Pocket pinch at IITs

Indian Institute of Technology (IIT) Kanpur. (File Image)


More than 15 years after the BJP’s HRD minister, Dr Murli Manohar Joshi, had stoked a controversy over fees and faculty at the Indian Institutes of Management, the present dispensation has announced a whopping increase in tuition fees for the M Tech courses in the Indian Institutes of Technology. It was only to be expected that Friday’s announcement by the IIT Council, the apex entity, would cause a flutter in the roost. And so it has. The second critical decision pertains to the performance of the faculties (and more about it in a moment); thankfully it doesn’t relate to the composition in keeping with the lights of the Bharatiya Janata Party.

Tuition fees are to be raised ten-fold over the next three years. In parallel, the award of monthly fellowships will be reduced.
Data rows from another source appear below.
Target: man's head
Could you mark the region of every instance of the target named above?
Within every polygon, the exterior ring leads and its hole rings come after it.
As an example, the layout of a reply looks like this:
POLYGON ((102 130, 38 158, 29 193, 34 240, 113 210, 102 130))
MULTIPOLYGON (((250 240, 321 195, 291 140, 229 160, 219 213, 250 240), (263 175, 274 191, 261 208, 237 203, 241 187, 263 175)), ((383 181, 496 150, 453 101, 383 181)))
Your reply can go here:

Almost inevitably, the twin decisions will result in fewer students enrolling for post-graduate studies, though in the disciplines of technology, an undergraduate degree (B Tech) can be rewarding enough, both onshore and offshore. If at the end of the day, meritorious students ~ without the means to afford a tenfold hike ~ drop out of the M Tech course, it is bound to impinge on the quality of the programme. The risk of affluence rather than merit influencing enrolment is real.

The Rs 20,000 yearly fee for MTech is set to be raised to Rs 2 lakh. Hitherto, every student has been entitled to a monthly fellowship of Rs 12,400, also called “teaching assistantship”, as in the United States. It is pretty obvious that the primary underpinning of the IIT Council has been to generate revenue and truncate campus expenditure. It has clothed its decision with the assurance that ony a “few and competent” students will receive the fellowships. But their number as well as the benchmark have been left delightfully vague. Given the sweeping nature of the decisions, to which the HRD ministry must have concurred, almost every student will look forward to the fellowship criteria which remains to be worked out.

The other compulsion is to check the increasing number of dropouts at the M. Tech level. It has been estimated that 20 per cent of the students leave the campus once they are offered lucrative placements both in the corporate sector as well as the PSUs. No less significant is the decision to monitor the performance of faculties over a five-year span with the introduction of what they call the “tenure track system”. “Depending on the evaluation of research and service for the institute, he/she can be elevated to the higher level or asked to leave”. This doubtless is forward movement from the system in universities. Despite the overarching control of the University Grants Commission, junkets and seminars are accorded precedence over the compulsions of the classroom. It is the student who suffers at the end of the day.